Book Burning and Censorship
For or over two thousand years, book burners have set ablaze millions of books condemned as religiously heretical, blasphemous, immoral, obscene, politically subversive or seditious. The book burning rituals have taken a variety of forms. Books have been attached to the bodies of heretics as they were set afire at the stake. Books have been burned to ashes in the bonfire of vanities. Books have been burned in church yards, college yards, school furnaces, and in city streets. Books were ordered burned by the hand of the "common hangman" in the public square. The image of the thousands of "un-German" books being cast into the bonfires throughout Nazi Germany in May 1933 still conveys the atavism and horrors of the fiery public ritual of the destruction and obliteration of literary, political, and scientific works. Up into the latter half of the twentieth century, books were being set afire around the world, from Argentina to Vietnam, from Turkey to Chile, from Brazil to China, from Spain to the United States.

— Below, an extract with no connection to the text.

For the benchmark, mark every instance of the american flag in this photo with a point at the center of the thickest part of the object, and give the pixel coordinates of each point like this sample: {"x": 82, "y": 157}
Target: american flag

The book burnings have continued through the centuries despite the continued warnings of the folly and evils of book burning. In his 1644 attack on governmental licensing and censorship, John Milton warned in Areopagitica of the dangers and perniciousness of the destruction of books.
Censorship has been part of human society since ancient times. Early on, it was seen as a legitimate method of regulating society and culture, and it is still perceived that way by some. However, as societies grew more complex, better educated, and more technologically advanced, individuals became more sophisticated. This increased sophistication brought a new awareness of political rights, which in turn ushered in a better understanding of the role of speech, or, more generally, communication, in advancing or thwarting society's goals. People began to appreciate the very complexity of speech itself, its degrees of directness and symbolism, and how it can upset or critique the status quo. Thus censorship, which has always been a method of controlling the flow of information and thus the ideas of citizens, came to be used and seen as a tool for repression.
Certainly there are private citizens in the United States and throughout the world who believe that censorship remains a useful method of safeguarding society's values, but today, perhaps more than ever, censorship is primarily used by authoritarian governments, religions, democracies, and even corporations as a means of retaining power. The examinations in this book of censorship history and current censorship in the United States, China, Egypt, Russia, and Zimbabwe reveal many of the methods by which censorship has been and continues to be implemented. They also consider the various strategies against censorship that are employed by citizens and organizations, sometimes successfully, often not.